There is also a trend towards using larger aircraft earlier in the fire. ‘Some jurisdictions are now exploring whether we can engage large air tankers earlier to have a focused approach of attacking fires when they’re small, with large air tankers, not just smaller aircraft,’ Ellis says.

Although 81 per cent of the aerial firefighting fleet is Australian owned and registered, most large helicopters and very large aircraft are mostly contracted from the northern hemisphere (although NSW now own and operates a Boeing 737 large air tanker). This situation creates the issue of fire season overlap – contracted aircraft are often now busy fighting late season northern hemisphere fires at the same time as early season fires are underway in Australia.

‘Let me put it this way: we’ve quit talking about fire seasons and just talk about fire years, Gallaher says. ‘In North America we now have years where there are fires year-round. There’s no question that fire seasons are getting longer and there is overlap between here and Australia. The 19–20 season started in August, at the height of the north American season, there was lot of overlap.’

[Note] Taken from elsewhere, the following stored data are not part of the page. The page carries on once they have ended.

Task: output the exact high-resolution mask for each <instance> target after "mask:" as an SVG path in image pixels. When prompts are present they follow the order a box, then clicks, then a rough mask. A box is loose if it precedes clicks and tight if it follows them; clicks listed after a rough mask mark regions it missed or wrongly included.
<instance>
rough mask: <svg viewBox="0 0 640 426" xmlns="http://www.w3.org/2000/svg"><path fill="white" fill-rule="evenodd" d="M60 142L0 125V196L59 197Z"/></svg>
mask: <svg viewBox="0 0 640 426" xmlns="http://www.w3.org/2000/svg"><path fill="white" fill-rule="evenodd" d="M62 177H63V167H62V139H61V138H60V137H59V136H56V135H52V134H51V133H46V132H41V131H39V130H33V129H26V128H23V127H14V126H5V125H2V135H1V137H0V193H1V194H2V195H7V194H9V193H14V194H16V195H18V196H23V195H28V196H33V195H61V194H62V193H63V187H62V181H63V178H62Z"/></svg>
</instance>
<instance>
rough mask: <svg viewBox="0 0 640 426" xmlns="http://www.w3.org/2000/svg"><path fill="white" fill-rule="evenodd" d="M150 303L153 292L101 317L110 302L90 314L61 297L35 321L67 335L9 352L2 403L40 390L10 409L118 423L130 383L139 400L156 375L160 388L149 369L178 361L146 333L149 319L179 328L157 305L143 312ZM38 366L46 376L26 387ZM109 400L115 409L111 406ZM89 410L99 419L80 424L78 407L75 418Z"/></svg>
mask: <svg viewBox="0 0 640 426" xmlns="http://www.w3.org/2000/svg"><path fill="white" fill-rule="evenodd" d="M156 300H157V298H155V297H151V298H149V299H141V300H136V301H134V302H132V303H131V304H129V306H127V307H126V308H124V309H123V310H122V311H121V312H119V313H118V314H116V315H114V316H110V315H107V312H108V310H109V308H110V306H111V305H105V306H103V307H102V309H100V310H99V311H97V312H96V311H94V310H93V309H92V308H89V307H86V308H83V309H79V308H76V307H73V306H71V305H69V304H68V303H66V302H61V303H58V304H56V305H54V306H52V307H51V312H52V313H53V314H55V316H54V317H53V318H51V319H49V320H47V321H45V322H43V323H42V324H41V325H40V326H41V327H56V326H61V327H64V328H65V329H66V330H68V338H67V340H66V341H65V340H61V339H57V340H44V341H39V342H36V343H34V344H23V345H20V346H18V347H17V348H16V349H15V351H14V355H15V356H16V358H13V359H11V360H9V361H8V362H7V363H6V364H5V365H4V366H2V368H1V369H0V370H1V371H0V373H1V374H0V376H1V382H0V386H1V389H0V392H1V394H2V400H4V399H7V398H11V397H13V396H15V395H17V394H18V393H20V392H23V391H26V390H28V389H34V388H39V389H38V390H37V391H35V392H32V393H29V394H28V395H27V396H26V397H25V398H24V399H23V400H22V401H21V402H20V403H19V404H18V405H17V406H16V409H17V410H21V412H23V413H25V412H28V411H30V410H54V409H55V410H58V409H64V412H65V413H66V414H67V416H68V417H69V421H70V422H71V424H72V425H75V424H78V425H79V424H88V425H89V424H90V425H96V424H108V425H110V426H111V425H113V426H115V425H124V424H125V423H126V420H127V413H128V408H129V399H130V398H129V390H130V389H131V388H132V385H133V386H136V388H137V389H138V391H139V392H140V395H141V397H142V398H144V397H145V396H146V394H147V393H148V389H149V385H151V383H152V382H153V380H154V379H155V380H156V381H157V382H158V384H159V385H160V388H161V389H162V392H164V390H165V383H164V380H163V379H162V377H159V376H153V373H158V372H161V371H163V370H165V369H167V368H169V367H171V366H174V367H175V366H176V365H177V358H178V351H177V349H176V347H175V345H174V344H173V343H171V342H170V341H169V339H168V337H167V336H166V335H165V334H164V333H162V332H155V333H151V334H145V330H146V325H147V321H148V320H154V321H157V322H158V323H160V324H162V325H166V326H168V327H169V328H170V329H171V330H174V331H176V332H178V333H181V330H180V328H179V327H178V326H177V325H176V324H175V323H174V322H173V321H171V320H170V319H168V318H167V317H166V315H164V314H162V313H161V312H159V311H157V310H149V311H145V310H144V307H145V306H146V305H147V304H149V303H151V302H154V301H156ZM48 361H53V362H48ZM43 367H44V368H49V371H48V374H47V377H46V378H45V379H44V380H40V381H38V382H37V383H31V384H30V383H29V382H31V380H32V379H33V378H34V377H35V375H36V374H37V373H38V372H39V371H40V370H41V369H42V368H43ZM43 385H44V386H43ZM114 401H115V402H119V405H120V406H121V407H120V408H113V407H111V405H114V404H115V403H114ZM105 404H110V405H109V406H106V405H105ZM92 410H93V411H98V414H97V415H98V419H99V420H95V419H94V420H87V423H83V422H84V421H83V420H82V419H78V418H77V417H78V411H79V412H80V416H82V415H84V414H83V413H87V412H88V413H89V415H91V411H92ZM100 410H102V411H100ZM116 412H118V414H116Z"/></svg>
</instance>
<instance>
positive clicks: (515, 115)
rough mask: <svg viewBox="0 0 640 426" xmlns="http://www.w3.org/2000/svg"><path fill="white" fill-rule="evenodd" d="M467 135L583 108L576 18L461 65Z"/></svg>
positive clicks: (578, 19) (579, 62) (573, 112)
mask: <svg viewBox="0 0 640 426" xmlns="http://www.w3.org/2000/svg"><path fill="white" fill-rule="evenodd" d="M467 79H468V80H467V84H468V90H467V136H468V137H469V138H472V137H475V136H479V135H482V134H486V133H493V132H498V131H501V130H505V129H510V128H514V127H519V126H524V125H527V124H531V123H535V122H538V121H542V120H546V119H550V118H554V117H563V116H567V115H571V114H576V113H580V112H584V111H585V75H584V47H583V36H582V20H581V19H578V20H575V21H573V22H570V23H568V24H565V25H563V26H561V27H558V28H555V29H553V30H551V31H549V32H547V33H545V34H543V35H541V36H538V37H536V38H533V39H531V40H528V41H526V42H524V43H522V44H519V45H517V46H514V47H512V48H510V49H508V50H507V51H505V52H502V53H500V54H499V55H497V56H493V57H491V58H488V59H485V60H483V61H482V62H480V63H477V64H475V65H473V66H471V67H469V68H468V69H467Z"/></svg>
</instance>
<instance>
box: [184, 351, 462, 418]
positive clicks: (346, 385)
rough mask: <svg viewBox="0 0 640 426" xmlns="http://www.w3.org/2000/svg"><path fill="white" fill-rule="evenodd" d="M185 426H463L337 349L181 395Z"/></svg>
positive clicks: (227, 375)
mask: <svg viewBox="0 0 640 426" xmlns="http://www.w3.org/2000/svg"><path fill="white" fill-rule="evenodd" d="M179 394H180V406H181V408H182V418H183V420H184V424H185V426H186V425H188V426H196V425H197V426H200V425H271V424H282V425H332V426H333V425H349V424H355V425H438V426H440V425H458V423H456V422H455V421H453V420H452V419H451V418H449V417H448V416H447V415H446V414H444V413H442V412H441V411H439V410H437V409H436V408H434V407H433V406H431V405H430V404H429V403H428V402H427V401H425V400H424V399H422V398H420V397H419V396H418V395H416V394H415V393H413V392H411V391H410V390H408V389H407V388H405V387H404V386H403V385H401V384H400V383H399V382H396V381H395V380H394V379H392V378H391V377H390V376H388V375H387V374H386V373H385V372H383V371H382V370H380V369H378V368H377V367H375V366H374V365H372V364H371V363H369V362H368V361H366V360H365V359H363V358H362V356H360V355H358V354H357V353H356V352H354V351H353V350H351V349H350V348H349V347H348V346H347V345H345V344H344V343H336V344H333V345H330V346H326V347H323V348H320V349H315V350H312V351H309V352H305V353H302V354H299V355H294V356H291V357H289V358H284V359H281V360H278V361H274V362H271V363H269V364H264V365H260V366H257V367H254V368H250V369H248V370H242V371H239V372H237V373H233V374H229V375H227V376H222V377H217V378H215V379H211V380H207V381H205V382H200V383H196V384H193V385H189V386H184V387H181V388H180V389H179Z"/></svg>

But he is confident the market will respond to increased demand in both hemispheres at the same time. ‘I don’t think it’s an insurmountable issue, but it’s one we need a keen focus on.’

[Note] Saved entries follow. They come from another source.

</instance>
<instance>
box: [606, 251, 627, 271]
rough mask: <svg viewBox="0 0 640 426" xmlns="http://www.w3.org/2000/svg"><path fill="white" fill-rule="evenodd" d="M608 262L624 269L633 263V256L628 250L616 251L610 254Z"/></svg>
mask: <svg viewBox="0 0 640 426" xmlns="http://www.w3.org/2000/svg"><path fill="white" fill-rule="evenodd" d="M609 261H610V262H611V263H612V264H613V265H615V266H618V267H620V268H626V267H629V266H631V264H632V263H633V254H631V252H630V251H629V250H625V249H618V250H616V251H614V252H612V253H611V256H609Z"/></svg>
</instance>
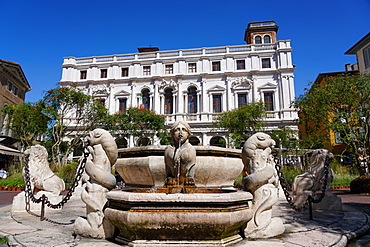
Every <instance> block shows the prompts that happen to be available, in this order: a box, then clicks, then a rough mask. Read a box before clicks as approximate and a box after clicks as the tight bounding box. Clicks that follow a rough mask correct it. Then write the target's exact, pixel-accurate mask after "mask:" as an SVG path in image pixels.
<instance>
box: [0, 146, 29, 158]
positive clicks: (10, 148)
mask: <svg viewBox="0 0 370 247" xmlns="http://www.w3.org/2000/svg"><path fill="white" fill-rule="evenodd" d="M0 154H5V155H11V156H22V155H23V153H21V152H20V151H18V150H16V149H13V148H9V147H7V146H4V145H1V144H0Z"/></svg>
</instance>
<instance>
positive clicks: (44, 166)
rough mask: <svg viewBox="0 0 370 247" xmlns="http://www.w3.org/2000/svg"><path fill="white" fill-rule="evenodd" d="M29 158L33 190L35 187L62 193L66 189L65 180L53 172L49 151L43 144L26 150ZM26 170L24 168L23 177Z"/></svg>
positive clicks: (30, 179) (29, 163) (39, 188)
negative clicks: (48, 160) (54, 173)
mask: <svg viewBox="0 0 370 247" xmlns="http://www.w3.org/2000/svg"><path fill="white" fill-rule="evenodd" d="M24 154H25V156H26V158H27V160H28V169H29V177H30V182H31V191H33V190H34V188H37V189H39V190H42V191H45V192H49V193H51V194H53V195H60V193H61V192H62V191H63V190H64V189H65V184H64V181H63V180H62V179H61V178H59V177H58V176H57V175H55V174H54V173H53V171H52V170H51V169H50V165H49V162H48V151H47V150H46V148H45V147H43V146H41V145H35V146H32V147H30V148H29V149H27V150H26V151H25V152H24ZM24 176H25V171H24V170H23V177H24Z"/></svg>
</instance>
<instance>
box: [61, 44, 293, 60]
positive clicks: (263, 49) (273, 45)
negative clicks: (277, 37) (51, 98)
mask: <svg viewBox="0 0 370 247" xmlns="http://www.w3.org/2000/svg"><path fill="white" fill-rule="evenodd" d="M280 49H291V47H290V41H289V40H286V41H278V42H277V43H272V44H252V45H236V46H222V47H208V48H197V49H183V50H171V51H156V52H146V53H131V54H120V55H111V56H96V57H82V58H75V57H66V58H64V63H63V66H70V65H75V64H78V65H86V64H104V63H112V62H122V61H125V62H134V61H142V60H153V61H154V60H156V59H173V58H177V59H180V58H183V59H184V58H191V57H199V56H202V57H208V56H209V57H211V56H215V55H217V56H220V55H221V56H225V55H227V54H233V55H235V54H238V53H249V52H250V53H252V52H274V51H276V50H280Z"/></svg>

Gallaher says large air tankers can play a significant role in fighting Australian fires that are far from the nearest aerodrome. ‘One of the challenges Australia faces is the distance fires are from airports set up for firefighting operations [with tank refilling facilities],’ he says. ‘The farther the distance, the slower the turnaround. You get a fire that’s far away and the single-engine air tankers become less efficient, because they are slower and not carrying as much volume. This is balanced to some degree by the ability of single-engine air tankers
to land in paddocks or smaller airfields and draw water/retardant from tanker trucks.’

Gallaher and Ellis agree that a balanced aerial firefighting fleet requires a mix of large and small aircraft, both fixed-wing and rotary to support ground-based firefighters. ‘It’s all about the volume you put on the fire, whether from a few large aircraft or many smaller aircraft,’ Gallaher says.